One of the first hurdles I really encountered was a spot where you could choose different agents to administer to the patient. Now I could have continued building as I had, adding text, creating a whole bunch of branching questions, and creating a lengthy tree. But What I noticed in this section was that you could “choose to have done something else”, kind of like a take back action. At first I thought decisions would be the way to do this, but what I ended up doing was adding a text element after each decision item, and having it branch back to the original question “the agent you choose is:”. I then added “review in the morning” which in the original eViP appeared in each subpage to the agent choice. You can see here that the agent choices allow you to remake your decision, but the “review in the morning” option takes another path (not a great one mind you).

So the previous problem and solution are shown in the middle of the above screenshot; the next problem I encountered is on the far left (turns out I somehow ended up building this right to left which I think was a decent systematic approach). For the items on the left where you’re treating the patient, I decided to try out the feedback function. Notice that there are not text blocks, but instead there are branching questions that lead directly to branching questions. The content that normally would have gone into the text element I instead placed in the feedback which becomes available when you choose a branch to send the user to. At first this seemed like an efficient way to build the pathways, and I still think in some cases you may want to do it this way.
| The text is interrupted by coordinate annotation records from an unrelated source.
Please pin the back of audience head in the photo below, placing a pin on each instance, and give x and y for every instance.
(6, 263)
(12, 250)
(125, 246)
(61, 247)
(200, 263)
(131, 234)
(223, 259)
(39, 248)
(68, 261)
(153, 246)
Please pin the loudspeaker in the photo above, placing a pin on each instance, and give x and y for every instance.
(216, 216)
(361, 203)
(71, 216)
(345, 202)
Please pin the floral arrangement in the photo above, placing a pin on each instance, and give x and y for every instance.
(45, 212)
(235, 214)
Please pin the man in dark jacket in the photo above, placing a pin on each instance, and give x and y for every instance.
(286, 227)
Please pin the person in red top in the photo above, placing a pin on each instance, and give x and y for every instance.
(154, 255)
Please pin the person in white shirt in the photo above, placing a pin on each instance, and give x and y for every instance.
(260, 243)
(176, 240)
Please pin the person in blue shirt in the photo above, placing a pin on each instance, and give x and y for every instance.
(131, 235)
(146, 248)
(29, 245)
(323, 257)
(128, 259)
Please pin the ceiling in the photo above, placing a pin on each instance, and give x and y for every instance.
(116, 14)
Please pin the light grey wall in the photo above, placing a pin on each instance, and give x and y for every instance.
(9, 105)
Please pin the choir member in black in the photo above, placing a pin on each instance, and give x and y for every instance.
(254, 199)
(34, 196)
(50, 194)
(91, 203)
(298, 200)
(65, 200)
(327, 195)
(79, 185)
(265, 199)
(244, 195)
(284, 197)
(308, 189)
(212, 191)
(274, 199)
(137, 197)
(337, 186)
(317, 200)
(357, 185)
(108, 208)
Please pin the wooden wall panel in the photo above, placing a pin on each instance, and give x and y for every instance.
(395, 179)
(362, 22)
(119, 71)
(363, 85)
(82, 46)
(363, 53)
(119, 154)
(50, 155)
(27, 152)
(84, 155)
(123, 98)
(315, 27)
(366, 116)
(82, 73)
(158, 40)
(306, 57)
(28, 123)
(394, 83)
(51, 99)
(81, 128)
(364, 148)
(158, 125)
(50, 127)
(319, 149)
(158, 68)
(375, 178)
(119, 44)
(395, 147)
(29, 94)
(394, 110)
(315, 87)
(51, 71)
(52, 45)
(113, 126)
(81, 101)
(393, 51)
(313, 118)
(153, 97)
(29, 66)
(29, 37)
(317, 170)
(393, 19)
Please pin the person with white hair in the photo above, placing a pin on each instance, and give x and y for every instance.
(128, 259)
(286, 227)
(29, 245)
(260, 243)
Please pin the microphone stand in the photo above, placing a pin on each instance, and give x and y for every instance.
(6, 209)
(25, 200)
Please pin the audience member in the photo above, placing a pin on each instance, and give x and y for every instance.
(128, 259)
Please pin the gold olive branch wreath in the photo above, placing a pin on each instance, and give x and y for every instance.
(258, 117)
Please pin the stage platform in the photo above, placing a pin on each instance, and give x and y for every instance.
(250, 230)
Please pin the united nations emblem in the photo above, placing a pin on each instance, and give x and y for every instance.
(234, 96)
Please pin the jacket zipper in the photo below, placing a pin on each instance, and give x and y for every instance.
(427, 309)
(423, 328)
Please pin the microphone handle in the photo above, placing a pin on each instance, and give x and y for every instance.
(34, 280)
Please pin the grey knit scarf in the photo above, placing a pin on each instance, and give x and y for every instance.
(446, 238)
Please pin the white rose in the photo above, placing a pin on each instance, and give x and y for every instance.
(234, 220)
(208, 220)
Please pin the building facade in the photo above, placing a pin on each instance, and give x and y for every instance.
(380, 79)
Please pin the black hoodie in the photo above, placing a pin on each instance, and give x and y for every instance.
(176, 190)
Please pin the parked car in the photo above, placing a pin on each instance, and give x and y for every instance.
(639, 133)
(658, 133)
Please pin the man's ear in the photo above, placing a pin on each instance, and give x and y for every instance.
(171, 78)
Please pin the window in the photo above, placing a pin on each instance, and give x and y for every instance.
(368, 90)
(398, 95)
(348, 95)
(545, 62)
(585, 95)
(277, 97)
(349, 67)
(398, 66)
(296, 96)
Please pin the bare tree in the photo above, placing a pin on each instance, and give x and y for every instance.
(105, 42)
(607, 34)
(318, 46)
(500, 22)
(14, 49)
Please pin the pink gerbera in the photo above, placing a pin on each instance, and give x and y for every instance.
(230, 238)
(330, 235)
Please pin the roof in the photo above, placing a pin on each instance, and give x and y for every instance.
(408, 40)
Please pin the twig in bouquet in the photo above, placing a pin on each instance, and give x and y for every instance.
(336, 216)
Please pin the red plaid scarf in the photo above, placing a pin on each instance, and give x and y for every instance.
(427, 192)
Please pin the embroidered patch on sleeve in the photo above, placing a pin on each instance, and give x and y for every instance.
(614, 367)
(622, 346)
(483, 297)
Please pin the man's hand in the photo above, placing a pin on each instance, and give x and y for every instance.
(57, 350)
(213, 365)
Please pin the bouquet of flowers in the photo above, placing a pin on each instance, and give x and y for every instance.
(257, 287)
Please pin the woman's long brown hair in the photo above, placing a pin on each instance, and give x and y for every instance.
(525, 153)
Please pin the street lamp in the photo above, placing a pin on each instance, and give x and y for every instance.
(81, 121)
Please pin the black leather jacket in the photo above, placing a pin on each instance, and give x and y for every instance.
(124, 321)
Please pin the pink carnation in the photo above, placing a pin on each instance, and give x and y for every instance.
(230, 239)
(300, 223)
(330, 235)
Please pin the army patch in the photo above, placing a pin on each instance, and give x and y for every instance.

However, the big caveat here is that if those branches present many of the same options over and over again, you end up filling in more fields by hand than you would by doing the original process of creating text elements followed by branching questions. Going from branching to branching, there was no easy way to copy and paste content. For an element you can copy and paste a whole element, but for the way the eViP had some circular decisions in the section on the left it wouldn’t work. Not only that, but it turns out when choosing a branch to jump to, H5P lists the description, not the title on each element. So in my case I ended up with a list that looked like this:

This, as it turned out, was the thing that broke me. I didn’t want to undo all I’d done, but I also found myself confused between the eViP content – which started going to unique pages under the same decision title depending on the pathway you took – and this list. I thought the metadata was going to save me, but it didn’t quite make it to where I would find it very useful. So I halted development of this activity. In the end I’m glad it was just a text-based case so that I could focus on the mechanics of the branching rather than dealing with a crazy amount of media.

I still learned a tonne, and in a scenario where I’m not just prototyping an activity, I now feel I know the H5P branching scenario well enough to adequately create a game plan to tackle the build. One thing I didn’t venture into for this demo was the points system. I remember one eViP I saw years ago actually gamified the scenario where each decision you made either cost money, drew blood from the patient, or both! You were presented with a score at the end of that activity and students ended up competing to see who could complete the case spending the least, and drawing the least amount of blood. It was pretty cool. I might tackle another eViP in the future and see if I can get it to make a similar mechanic.